A una mamma
Pubblicato il 20-12-2020
C’è una storia nascosta nei sotterranei del cimitero monumentale di Torino. La storia di una giovane mamma morta ad appena 27 anni nel 1940. Si chiamava Romanework, era una principessa, la prima figlia del negus di Etiopia Hailé Selassiè. La sua tomba è spoglia: una lapide con una scritta in italiano e una in amarico, la lingua della sua terra. Sopra il suo loculo, anche quello del figlio Chetacceu, morto appena quattro anni dopo nel 1944. Vivevano tutti ad Addis Abeba, morirono a Torino. Perché?
Nelle pochissime foto degli anni ’30 ancora disponibili, Romanework appare fiera, con gli abiti del suo rango, l’acconciatura perfetta: la testimonianza di una normalità che si sarebbe infranta per sempre. Quel mondo fatto di tradizioni secolari, di fede e di cultura antichissime, fu colpito al cuore dall’invasione italiana del 1935-36 che fece terra bruciata, anche con l'uso delle armi chimiche.
Con la caduta di Addis Abeba, la famiglia imperiale fu condannata all’esilio. Il negus e gran parte dei suoi parenti si rifugiarono in Inghilterra, a Londra. Romanework invece decise di stare a fianco del marito Merid Bayané, uno dei comandanti della resistenza anti italiana. Avevano quattro figli e l’attaccamento alle radici fu più forte di tutto.
Romanework restò in patria perché sentiva di essere al posto giusto. Nel 1937, però, Bayané fu catturato e ucciso e per lei e i bambini si aprirono le porte della deportazione in segreto nel campo di prigionia dell’Asinara, in Sardegna. Furono mesi terribili, segnati da umiliazioni, stenti e un dolore atroce: Gideon, il figlio più piccolo, morì ad appena due anni.
La svolta avvenne con la visita all’Asinara di monsignor Gaudenzio Barlassina, superiore delle Missioni della Consolata. Fu lui a riconoscere la principessa, già incontrata in Etiopia durante i suoi 16 anni di missione.
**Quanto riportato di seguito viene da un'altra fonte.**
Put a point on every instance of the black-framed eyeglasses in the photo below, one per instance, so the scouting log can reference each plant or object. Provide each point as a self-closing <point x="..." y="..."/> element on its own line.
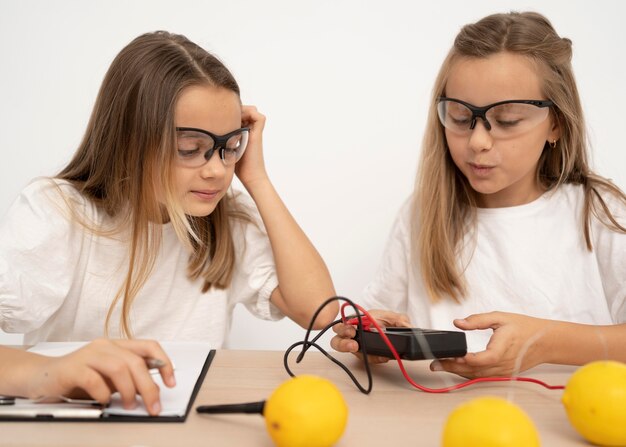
<point x="502" y="119"/>
<point x="196" y="146"/>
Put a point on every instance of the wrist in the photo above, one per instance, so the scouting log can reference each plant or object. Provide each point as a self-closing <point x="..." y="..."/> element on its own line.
<point x="257" y="184"/>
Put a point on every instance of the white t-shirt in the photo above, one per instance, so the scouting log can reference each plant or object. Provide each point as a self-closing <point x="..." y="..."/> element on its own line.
<point x="57" y="280"/>
<point x="530" y="259"/>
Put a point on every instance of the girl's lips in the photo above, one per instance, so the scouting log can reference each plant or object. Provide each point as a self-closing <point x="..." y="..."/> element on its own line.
<point x="205" y="194"/>
<point x="481" y="170"/>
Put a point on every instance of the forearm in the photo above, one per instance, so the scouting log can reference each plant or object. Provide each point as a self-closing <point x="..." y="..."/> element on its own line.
<point x="577" y="344"/>
<point x="303" y="278"/>
<point x="16" y="370"/>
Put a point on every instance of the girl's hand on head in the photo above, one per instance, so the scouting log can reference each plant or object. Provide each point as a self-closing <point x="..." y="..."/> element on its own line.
<point x="343" y="341"/>
<point x="517" y="344"/>
<point x="251" y="167"/>
<point x="103" y="367"/>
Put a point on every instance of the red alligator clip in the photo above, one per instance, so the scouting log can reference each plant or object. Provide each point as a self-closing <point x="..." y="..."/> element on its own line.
<point x="364" y="319"/>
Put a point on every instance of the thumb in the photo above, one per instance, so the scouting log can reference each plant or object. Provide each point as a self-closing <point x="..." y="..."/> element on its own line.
<point x="478" y="321"/>
<point x="391" y="319"/>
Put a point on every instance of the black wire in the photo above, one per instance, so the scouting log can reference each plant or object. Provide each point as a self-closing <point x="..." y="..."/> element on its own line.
<point x="306" y="344"/>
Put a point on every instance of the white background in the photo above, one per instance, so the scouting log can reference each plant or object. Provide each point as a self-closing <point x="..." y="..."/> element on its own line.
<point x="345" y="85"/>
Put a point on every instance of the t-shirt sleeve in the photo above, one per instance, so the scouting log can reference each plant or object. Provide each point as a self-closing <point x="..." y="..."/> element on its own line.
<point x="39" y="247"/>
<point x="254" y="276"/>
<point x="610" y="248"/>
<point x="389" y="288"/>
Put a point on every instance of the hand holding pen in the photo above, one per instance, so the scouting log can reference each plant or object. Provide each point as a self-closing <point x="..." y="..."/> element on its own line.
<point x="98" y="370"/>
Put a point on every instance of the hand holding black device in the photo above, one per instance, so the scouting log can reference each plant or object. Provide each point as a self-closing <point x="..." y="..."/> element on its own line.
<point x="415" y="343"/>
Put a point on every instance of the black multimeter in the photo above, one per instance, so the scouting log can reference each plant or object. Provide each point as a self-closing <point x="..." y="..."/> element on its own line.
<point x="415" y="343"/>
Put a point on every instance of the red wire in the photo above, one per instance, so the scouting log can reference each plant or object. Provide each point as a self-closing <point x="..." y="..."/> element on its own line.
<point x="372" y="321"/>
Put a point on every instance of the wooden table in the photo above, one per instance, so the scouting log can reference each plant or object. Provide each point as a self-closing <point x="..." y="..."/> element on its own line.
<point x="394" y="413"/>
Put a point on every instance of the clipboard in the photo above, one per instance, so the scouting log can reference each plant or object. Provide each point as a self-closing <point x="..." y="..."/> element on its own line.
<point x="191" y="363"/>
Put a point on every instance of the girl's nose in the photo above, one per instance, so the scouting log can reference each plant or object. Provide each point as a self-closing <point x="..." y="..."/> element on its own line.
<point x="480" y="138"/>
<point x="214" y="167"/>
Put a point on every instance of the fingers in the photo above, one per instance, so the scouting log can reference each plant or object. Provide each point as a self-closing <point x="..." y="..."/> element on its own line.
<point x="490" y="320"/>
<point x="150" y="349"/>
<point x="122" y="363"/>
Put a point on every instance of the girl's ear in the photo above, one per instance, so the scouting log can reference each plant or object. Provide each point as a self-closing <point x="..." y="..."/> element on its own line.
<point x="555" y="131"/>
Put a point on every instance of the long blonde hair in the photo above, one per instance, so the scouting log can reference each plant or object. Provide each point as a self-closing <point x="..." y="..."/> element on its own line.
<point x="125" y="159"/>
<point x="444" y="204"/>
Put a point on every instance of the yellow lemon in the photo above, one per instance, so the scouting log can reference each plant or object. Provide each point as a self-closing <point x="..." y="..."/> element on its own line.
<point x="489" y="422"/>
<point x="305" y="411"/>
<point x="595" y="402"/>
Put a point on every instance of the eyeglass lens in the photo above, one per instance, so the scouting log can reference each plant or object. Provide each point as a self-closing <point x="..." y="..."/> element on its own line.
<point x="196" y="148"/>
<point x="503" y="120"/>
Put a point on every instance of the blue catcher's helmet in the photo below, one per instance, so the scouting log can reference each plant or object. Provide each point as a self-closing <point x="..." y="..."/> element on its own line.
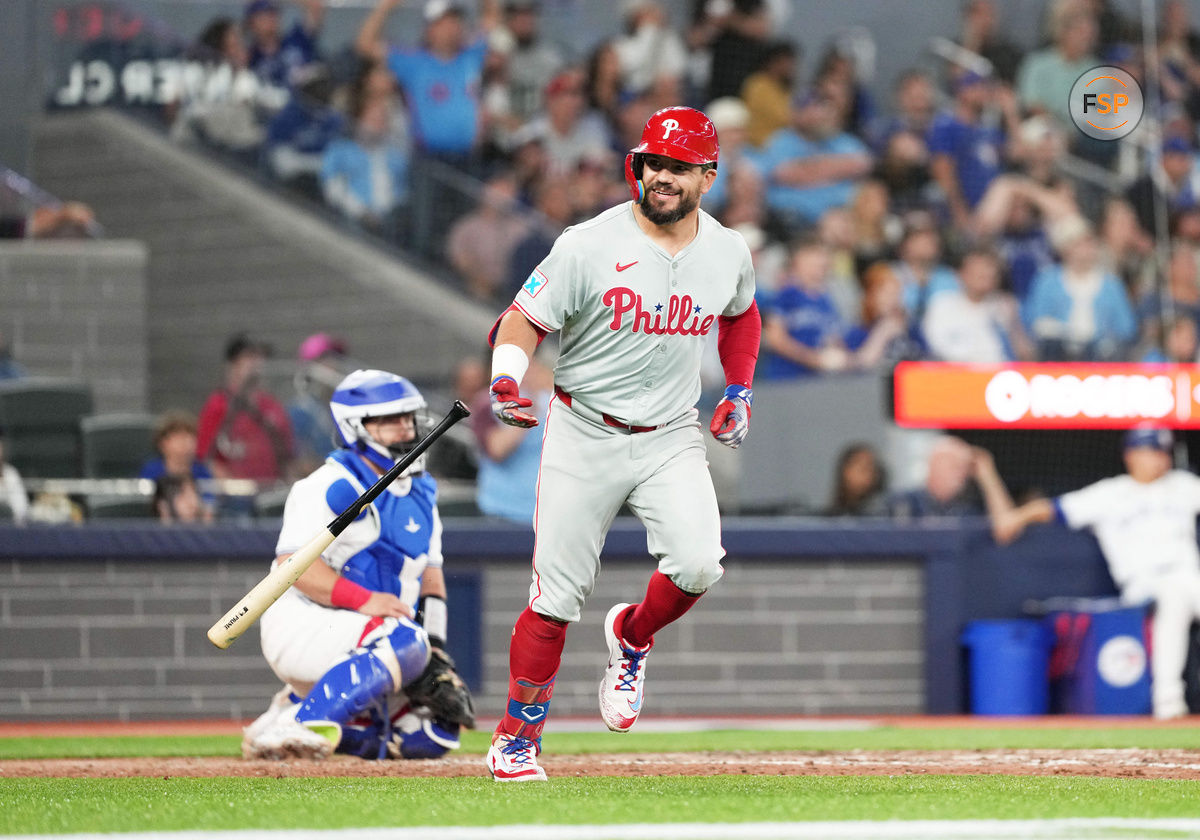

La notizia fece clamore e il regime per evitare un caso diplomatico accettò la proposta, sostenuta anche dalla regina Elena, di affidare la principessa proprio ai Missionari della Consolata.
Romanework e i tre bimbi arrivarono così a Torino, nella Casa di San Michele, vicino all’ospedale delle Molinette. Qui furono seguiti da una religiosa dal cuore grande, suor Battaglia, che fece di tutto per restituire calore e dignità alla principessa.
Erano anni difficili, ma suor Battaglia riuscì a trovare vestiti, una sistemazione comoda, qualche giocattolo per i bambini, soprattutto la possibilità di farli andare a scuola. Anche Romanework riuscì a ritrovare un po’ di pace. La vita tuttavia a volte sa essere terribile e crudele.
Nell’autunno del 1940, a pochi mesi dall’inizio della guerra, la principessa si ammalò di tubercolosi. Non c’erano cure. Fu ricoverata d’urgenza alle Molinette, in un reparto che affacciava proprio sulla Casa di San Michele. In archivio, sono rimasti ricordi tenerissimi, come quell’immagine di lei da dietro le finestrone dell’ospedale e i bambini che la salutavano dal cortile della casa.
Purtroppo durò poco, perché il 14 ottobre Romanework morì. I bambini fino alla fine della guerra rimasero con le suore, ma uno dopo l’altro raggiunsero la mamma: Chetacceu sempre di turbercolosi, gli altri due invece morirono una volta rientrati in Etiopia.
La tomba di Romanework rimase anonima per decenni. Appena una scritta: “A una mamma”. La storia continuava ad essere politicamente imbarazzante. Solo negli ultimi anni su quella lapide è ricomparso un nome.
Oggi la vita spezzata della principessa e dei suoi bambini parla ancora. Avrebbero potuto vivere tranquillamente nella loro terra, magari in pace, a servizio del loro popolo. Non fu così. Il loro ricordo sia monito e testimonianza di quanto è assurdo il male causato dalla guerra.